Le conflit larvé entre le pouvoir de Peña Nieto du PRI lancé dans un train de réformes libérales au goût du jour et la société lassée de l’insécurité, de la pauvreté et de la corruption entame son bras de fer avec le mouvement des enseignants guidés par la CNTE (Coordinadora Nacional de los Trabajadores de la Educación) depuis six mois. Le rouleau-compresseur médiatique entraîné par Televisa et Televisión Azteca noie évidemment les revendications des maestros dans le ressentiment envers une corporation suspectée de visées égoïstes dont les méfaits consistent à bloquer la circulation par leurs manifestations et pour certains la grève.
En effet, la réforme de l’éducation qui se voit ainsi contestée n’est que le premier wagon d’un train de mesures qui comporte aussi une réforme énergétique et une réforme fiscale, revêtant de ce fait une importance stratégique dans la réalisation des objectifs néolibéraux du gouvernement. Mais plus que de réforme pédagogique il conviendrait de parler de réforme du travail étant donné que l’essentiel de son objet est de réguler le recrutement des professeurs et surtout leur licenciement. Concession aux protestations véhémentes, un amendement de la « loi générale du service professionnel enseignant » promet aux professeurs actuels qui seraient recalés aux examens de compétence une réorientation vers des tâches administratives ou une retraite anticipée, mais les jeunes recrues pourront être renvoyées après six mois à l’essai et quatre ans d’études ou seront à la merci d’une évaluation défavorable au cours de leur carrière. De même l’incontournable autonomie des établissements scolaires va liée à l’ouverture sur le monde de l’entreprise et le mécénat ce qui se résumera dans la plupart des cas par un appel aux parents déjà fortement sollicités de financer davantage l’établissement scolaire de leurs enfants.

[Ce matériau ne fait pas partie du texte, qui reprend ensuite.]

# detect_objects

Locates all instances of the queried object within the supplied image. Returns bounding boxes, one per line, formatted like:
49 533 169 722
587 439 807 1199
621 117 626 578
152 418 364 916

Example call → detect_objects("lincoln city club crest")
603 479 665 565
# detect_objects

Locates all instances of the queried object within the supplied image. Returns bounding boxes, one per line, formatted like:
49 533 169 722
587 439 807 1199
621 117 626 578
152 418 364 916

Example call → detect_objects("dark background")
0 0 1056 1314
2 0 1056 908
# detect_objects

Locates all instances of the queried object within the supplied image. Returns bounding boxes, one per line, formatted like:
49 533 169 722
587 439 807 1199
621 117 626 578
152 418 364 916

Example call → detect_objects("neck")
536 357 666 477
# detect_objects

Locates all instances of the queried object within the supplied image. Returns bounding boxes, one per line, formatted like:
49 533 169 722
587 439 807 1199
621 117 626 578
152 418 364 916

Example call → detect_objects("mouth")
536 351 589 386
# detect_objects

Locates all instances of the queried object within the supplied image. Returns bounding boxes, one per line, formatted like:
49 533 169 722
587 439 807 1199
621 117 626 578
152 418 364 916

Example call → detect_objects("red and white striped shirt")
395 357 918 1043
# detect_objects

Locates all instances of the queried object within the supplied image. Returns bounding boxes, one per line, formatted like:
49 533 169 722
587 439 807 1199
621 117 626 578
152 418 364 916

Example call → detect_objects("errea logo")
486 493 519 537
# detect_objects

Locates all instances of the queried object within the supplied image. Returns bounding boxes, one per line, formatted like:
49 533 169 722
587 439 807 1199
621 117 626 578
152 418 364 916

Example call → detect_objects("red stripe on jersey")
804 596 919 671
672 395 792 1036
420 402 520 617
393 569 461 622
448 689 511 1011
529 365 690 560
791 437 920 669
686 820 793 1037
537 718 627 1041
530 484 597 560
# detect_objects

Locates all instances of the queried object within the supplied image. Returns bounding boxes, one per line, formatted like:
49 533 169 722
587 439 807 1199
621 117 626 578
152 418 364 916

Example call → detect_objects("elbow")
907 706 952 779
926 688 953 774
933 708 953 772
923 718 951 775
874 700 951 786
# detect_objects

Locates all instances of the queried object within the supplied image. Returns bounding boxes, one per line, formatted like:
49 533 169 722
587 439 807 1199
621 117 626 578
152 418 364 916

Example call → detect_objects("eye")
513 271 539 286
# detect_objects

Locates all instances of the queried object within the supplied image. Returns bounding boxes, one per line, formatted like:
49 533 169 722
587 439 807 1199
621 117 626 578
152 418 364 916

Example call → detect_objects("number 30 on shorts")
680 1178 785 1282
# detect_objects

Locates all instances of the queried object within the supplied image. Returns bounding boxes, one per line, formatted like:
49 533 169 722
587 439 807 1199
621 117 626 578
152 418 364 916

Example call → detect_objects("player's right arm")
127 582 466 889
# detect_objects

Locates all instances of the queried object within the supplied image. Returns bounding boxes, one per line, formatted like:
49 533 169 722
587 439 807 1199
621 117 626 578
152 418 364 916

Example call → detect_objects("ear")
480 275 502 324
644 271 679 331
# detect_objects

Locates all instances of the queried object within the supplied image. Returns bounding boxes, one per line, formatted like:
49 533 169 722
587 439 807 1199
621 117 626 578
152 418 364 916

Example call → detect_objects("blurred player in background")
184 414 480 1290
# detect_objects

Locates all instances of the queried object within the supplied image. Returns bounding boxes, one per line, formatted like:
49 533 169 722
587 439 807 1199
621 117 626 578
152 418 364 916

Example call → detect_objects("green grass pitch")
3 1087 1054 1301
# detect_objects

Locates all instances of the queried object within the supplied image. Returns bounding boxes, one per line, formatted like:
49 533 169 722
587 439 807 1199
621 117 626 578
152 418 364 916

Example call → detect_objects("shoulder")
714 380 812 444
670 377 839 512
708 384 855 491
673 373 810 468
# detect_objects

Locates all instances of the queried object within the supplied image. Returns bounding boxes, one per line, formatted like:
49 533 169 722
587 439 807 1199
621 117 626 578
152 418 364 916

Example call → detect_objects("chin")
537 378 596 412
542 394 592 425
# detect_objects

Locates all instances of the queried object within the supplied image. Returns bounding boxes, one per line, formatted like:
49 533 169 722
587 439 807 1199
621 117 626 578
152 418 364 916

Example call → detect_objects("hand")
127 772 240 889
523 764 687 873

Les trois poids lourds de l’espace politique mexicain, PRI, PAN et PRD ne se bousculent pas pour soutenir les professeurs en colère, bien au contraire ce qui ne saurait surprendre de la part des conservateurs PRI et PAN, mais surprend de la part du PRD qui se veut de gauche ou ce qui en reste après les diverses scissions (Movimiento Ciudadano ou mouvement citoyen, lopezobradoristes, cardenistes…). Cinq sénateurs PRD ont en effet voté pour la loi, semant la confusion. Or l’éducation est le pivot du développement et sa qualité demeure une question cruciale alors que dans les évaluations PISA – dont les critères sont parfois discutables- le Mexique se trouve souvent relégué à la dernière place («équité de l’éducation », »engagement des élèves »…). Aussi est-il facile de rendre les enseignants responsables de ces résultats au lieu de s’interroger sur les conditions de vie d’une bonne partie des élèves qui ne prédispose pas aux études (malnutrition, obésité, gavage télévisuel…) et dont sont responsables les autorités qui devraient garantir la santé des jeunes alors qu’elles se débattent entre l’ingérence du grand banditisme et la séduction mortifère de la corruption.
Sur quoi cet affrontement débouchera-t-il ? On pourrait augurer le passage en force de la loi malgré les concentrations et les manifestations dans la capitale et aussi dans certains Etats du pays (Oaxaca bien sûr, fer de lance du mouvement, mais aussi Veracruz, Chiapas, Quintana Roo ….) et un possible durcissement de la part des professeurs grévistes qui se voient pour la première fois privés de salaire : la coordination appelle à la désobéissance civile pacifique , mais comme ce fut le cas en France pour le mariage pour tous, la majorité conservatrice dans les deux chambres qui a permis d’adopter la loi sans heurts dans les hémicycles alors que la rue était en ébullition et surtout le gouvernement risquent de ne pas faire grand cas de l’opposition.
Comme le souligne l’appel des maestros à la société civile de soutenir le mouvement, il en va de l’avenir du pays confronté à un vaste projet de privatisation à marche forcée qui transcende les problèmes de précarité du statut des enseignants. Si la gauche ne réussit pas à s’entendre sur cette question, une radicalisation du mouvement débouchant sur une confrontation violente est à craindre.